How does the obfuscation work?
By abusing variable variables, as well as using ${$x}
to reference the variable named inside of $x
, we can build entire scripts. If you unwrap the script, it actually looks like this:
//EOF is base64 encoded content; decoded for ease of reading
(create_function("", base64_decode(<<EOF
echo "PHP IS A FLAWLESS LANGUAGE BTW";
EOF;)))();
This creates an immediately executing function that will output PHP IS A FLAWLESS LANGUAGE BTW
.
Why not use eval?
In theory, using eval()
is the right pick. It’s what most other PHP obfuscators use behind the hood. But, there’s one major problem: eval is a language construct, not a function. This sounds like garbage, but it means that you cannot use eval with variable variables. PHP, for all of the weird flexibility it allows, does not allow you to reference language constructs via variable variables.
Since the goal was to obfuscate everything, that doesn’t work for us.
create_function
was suggested to me by my friend & colleague Pete, after I discovered that you couldn’t use eval in this way. The only downside is that create_function
has been deprecated since PHP 7.2.
Why use base64_encode?
When you think about what this obfuscator is doing - character substitution - you can begin to understand why we used a known encoding. Base64, by its very name, has a limited character set of 64 characters, all of which can be represented in plaintext. Similarly, the vast majority of characters in the base64 character set are represented in incrementing characters ([a-z]
for instance) so we can condense our variable generation a lot.
What is the use of this?
This obfuscator can’t be statically analysed (eg: by an IDE) - chuck the example script in PHPStorm and try and tell me what the script is outputting! This has the benefit that your code, although it can be unwrapped reasonably easily (eg: wrap it in var_dump
), static analysers will have a lot of trouble doing so.

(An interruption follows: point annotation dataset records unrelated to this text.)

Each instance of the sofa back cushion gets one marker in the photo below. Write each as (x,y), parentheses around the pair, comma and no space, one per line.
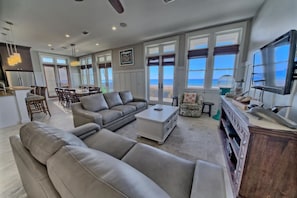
(113,99)
(43,140)
(94,102)
(85,172)
(126,96)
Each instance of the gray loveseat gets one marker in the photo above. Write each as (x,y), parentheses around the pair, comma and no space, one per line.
(109,110)
(89,162)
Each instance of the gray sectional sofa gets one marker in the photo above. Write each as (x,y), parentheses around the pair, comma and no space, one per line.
(109,110)
(89,162)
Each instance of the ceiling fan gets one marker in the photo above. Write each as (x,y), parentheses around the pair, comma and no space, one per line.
(117,5)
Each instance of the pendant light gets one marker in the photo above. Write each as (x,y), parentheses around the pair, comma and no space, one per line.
(13,56)
(74,63)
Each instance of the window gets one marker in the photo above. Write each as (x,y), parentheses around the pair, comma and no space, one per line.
(61,61)
(47,60)
(105,72)
(86,71)
(161,61)
(197,57)
(56,72)
(225,54)
(212,53)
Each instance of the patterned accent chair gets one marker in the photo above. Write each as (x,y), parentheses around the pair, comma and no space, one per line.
(190,104)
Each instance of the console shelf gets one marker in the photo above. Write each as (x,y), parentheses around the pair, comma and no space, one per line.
(262,161)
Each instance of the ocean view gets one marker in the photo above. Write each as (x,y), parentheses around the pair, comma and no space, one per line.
(191,82)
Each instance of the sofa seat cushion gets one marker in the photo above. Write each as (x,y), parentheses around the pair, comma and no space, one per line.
(126,96)
(85,172)
(110,115)
(138,105)
(190,106)
(94,102)
(113,99)
(43,140)
(109,142)
(126,109)
(160,166)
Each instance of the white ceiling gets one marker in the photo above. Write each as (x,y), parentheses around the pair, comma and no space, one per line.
(40,22)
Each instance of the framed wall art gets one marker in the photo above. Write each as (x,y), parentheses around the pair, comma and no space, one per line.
(126,57)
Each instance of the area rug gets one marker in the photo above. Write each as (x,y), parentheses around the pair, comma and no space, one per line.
(192,139)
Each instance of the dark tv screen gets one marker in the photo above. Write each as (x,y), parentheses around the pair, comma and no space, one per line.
(274,64)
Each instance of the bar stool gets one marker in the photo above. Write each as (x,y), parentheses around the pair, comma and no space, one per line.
(37,103)
(174,101)
(209,104)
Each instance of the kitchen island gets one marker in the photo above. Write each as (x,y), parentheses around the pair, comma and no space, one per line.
(13,108)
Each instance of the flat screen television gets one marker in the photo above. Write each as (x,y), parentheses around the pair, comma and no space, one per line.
(274,65)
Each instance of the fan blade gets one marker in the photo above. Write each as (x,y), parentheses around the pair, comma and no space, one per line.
(116,4)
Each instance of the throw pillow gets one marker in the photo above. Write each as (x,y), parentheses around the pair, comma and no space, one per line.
(113,99)
(94,102)
(189,98)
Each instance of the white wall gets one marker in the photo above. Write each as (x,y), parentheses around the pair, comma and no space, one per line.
(273,19)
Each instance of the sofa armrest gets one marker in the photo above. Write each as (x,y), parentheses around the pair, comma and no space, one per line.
(85,130)
(208,181)
(200,100)
(141,100)
(82,116)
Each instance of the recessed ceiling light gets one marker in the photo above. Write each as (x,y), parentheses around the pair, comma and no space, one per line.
(85,32)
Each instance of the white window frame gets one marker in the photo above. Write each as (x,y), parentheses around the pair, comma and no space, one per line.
(85,61)
(211,45)
(105,55)
(160,43)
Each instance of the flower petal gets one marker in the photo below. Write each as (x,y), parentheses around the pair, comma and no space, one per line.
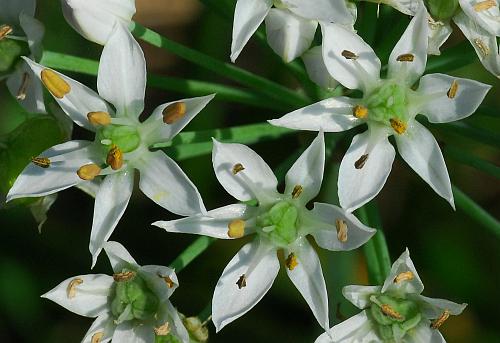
(330,115)
(258,262)
(361,71)
(307,276)
(420,150)
(65,160)
(248,15)
(256,180)
(358,186)
(414,42)
(164,182)
(213,224)
(326,232)
(289,35)
(450,98)
(121,79)
(85,295)
(110,204)
(79,101)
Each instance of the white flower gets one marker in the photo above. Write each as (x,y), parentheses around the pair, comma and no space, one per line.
(388,107)
(394,312)
(131,306)
(95,19)
(121,144)
(18,27)
(280,222)
(290,25)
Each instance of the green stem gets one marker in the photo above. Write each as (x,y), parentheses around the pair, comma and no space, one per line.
(476,212)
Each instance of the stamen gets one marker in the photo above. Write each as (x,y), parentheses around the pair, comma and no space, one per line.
(242,281)
(405,58)
(360,111)
(99,118)
(440,321)
(124,276)
(115,158)
(341,230)
(237,168)
(452,92)
(236,228)
(404,276)
(297,191)
(360,163)
(291,261)
(174,112)
(42,162)
(349,55)
(484,5)
(71,290)
(89,171)
(55,84)
(398,125)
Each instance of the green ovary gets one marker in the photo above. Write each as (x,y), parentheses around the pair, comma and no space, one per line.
(281,220)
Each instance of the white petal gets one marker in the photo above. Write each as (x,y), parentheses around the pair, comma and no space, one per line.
(65,159)
(248,15)
(257,180)
(121,79)
(402,265)
(308,170)
(360,73)
(260,265)
(289,35)
(420,150)
(359,186)
(307,276)
(359,296)
(79,101)
(415,42)
(441,108)
(325,233)
(95,19)
(164,182)
(164,132)
(110,204)
(330,115)
(85,295)
(213,224)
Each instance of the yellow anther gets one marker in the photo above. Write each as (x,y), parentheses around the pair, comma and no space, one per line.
(341,230)
(42,162)
(452,92)
(96,338)
(297,191)
(404,276)
(124,276)
(242,281)
(390,312)
(237,168)
(115,158)
(405,58)
(291,261)
(55,84)
(71,290)
(99,118)
(174,112)
(398,125)
(484,5)
(88,171)
(360,163)
(360,112)
(440,321)
(236,228)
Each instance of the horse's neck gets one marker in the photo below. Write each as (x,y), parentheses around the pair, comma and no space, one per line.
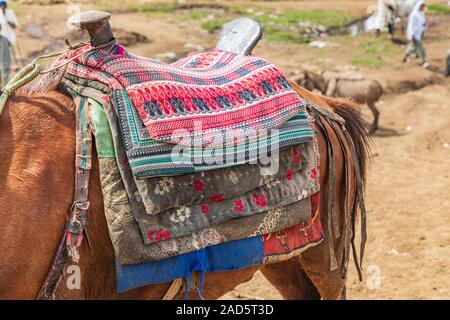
(37,135)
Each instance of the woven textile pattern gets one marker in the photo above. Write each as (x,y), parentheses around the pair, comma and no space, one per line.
(200,95)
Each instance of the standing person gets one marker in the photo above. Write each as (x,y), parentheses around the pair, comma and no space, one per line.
(8,22)
(414,33)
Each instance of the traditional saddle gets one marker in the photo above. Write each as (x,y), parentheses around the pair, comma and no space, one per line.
(169,214)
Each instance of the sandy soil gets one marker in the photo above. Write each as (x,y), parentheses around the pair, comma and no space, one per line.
(408,203)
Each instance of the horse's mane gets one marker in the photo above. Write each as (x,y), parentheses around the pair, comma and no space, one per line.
(49,82)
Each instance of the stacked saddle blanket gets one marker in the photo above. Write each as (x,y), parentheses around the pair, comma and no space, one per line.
(210,217)
(208,111)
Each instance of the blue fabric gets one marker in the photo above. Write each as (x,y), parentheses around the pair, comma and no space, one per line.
(223,257)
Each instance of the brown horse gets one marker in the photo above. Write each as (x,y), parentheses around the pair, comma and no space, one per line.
(37,184)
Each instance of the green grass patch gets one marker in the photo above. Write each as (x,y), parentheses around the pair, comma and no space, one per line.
(439,8)
(198,15)
(211,26)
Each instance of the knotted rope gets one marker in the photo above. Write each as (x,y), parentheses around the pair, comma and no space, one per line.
(34,69)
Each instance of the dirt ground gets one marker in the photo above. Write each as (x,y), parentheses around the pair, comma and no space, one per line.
(408,249)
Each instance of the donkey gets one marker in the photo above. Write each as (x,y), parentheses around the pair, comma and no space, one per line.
(350,86)
(37,184)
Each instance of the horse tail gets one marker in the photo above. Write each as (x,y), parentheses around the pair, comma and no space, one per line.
(359,142)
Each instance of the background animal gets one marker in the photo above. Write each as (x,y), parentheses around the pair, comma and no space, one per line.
(346,85)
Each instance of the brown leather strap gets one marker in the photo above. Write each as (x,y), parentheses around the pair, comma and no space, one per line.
(78,219)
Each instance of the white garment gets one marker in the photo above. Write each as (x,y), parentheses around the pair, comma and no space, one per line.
(416,23)
(6,30)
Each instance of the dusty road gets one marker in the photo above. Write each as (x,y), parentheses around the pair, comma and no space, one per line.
(408,249)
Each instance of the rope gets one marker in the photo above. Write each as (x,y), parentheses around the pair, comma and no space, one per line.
(34,69)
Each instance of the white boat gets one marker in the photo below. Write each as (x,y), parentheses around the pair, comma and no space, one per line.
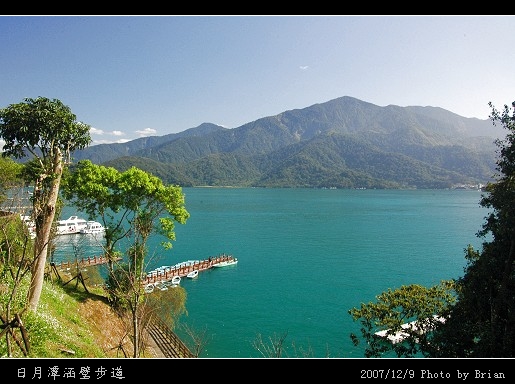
(30,224)
(149,288)
(93,227)
(226,263)
(70,226)
(192,274)
(173,282)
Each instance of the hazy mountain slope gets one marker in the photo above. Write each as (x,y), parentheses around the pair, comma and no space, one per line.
(344,143)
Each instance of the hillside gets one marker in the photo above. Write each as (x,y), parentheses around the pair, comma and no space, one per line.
(343,143)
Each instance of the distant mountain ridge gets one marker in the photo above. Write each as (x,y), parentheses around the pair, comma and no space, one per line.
(342,143)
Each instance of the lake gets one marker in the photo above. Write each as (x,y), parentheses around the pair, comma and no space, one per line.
(307,256)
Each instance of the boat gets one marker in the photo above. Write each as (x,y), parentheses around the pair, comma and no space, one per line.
(92,227)
(193,274)
(173,282)
(149,288)
(225,263)
(30,224)
(70,226)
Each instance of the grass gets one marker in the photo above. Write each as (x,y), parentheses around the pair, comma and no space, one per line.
(71,322)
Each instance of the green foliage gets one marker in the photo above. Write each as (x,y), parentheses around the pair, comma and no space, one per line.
(394,309)
(482,324)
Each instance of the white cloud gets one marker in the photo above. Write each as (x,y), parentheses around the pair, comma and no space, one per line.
(146,132)
(105,141)
(95,131)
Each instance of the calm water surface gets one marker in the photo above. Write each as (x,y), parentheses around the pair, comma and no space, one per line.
(307,256)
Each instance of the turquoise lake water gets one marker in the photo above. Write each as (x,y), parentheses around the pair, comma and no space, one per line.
(307,256)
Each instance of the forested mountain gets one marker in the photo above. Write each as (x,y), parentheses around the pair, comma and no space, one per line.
(343,143)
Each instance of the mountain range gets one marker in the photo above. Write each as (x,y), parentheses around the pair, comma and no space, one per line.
(342,143)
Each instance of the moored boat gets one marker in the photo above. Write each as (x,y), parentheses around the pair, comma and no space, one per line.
(226,263)
(93,227)
(192,274)
(70,226)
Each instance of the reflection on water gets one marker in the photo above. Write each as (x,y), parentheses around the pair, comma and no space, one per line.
(68,248)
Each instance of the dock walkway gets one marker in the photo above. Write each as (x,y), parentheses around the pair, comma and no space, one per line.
(183,270)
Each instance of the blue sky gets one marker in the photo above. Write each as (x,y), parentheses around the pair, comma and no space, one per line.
(134,76)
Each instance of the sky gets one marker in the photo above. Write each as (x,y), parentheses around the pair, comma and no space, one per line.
(135,76)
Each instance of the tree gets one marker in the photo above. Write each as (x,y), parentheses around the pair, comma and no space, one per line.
(482,323)
(133,205)
(478,309)
(47,131)
(411,312)
(9,177)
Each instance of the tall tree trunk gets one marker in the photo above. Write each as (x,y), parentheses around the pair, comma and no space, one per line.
(45,210)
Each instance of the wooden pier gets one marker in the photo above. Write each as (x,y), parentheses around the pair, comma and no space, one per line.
(182,271)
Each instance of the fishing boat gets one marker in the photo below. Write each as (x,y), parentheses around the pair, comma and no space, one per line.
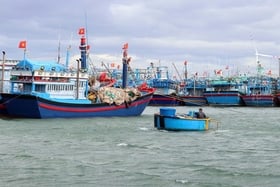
(191,92)
(5,68)
(167,119)
(225,92)
(166,89)
(260,92)
(50,90)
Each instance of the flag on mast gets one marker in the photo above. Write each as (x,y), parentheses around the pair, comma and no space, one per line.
(125,46)
(82,31)
(22,44)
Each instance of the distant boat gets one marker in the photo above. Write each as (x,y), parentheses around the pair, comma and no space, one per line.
(5,69)
(167,119)
(165,88)
(50,90)
(191,92)
(259,92)
(224,92)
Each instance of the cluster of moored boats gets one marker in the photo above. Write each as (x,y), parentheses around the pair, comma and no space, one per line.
(44,89)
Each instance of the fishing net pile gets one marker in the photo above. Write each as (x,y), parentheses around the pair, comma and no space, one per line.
(112,95)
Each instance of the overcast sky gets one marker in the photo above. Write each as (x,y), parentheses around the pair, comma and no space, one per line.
(208,34)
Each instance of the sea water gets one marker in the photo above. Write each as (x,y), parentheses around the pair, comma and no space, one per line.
(243,151)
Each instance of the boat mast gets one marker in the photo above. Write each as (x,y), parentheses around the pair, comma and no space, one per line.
(125,61)
(3,71)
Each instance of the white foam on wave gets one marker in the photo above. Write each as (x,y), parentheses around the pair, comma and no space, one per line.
(122,144)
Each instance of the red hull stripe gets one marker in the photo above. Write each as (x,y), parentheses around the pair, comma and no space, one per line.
(94,109)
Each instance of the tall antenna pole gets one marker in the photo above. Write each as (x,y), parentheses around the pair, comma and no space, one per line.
(3,71)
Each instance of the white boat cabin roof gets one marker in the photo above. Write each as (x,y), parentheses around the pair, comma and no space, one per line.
(27,64)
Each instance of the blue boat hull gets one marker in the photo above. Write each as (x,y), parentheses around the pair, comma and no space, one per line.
(259,100)
(175,123)
(29,106)
(194,100)
(165,100)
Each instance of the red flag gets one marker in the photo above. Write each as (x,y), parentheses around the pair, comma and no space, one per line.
(269,72)
(125,46)
(81,31)
(22,44)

This obviously has a lot of malware implications, but there are legitimate use cases for code obfuscators. I didn’t want to post something like this given the implications, but there is a very clear learning experience from all of this.
In Conclusion
There are a lot of ways to write code obfuscators for PHP, but most of them are easily statically analysed (& IDEs can help you make sense of them in rapid time). This form of obfuscation - although having an initial “code map”, makes code utterly unreadable and almost impossible to read without specialist tools or knowledge of it. There is no real clear way of detecting if a script has been obfuscated this way - except for maybe running something similar to grep '\${3,20}[a-zA-z]' file.php
(as a primitive example) to see the mass amounts of variable variables (which shouldn’t apply to any cases of legitimate code).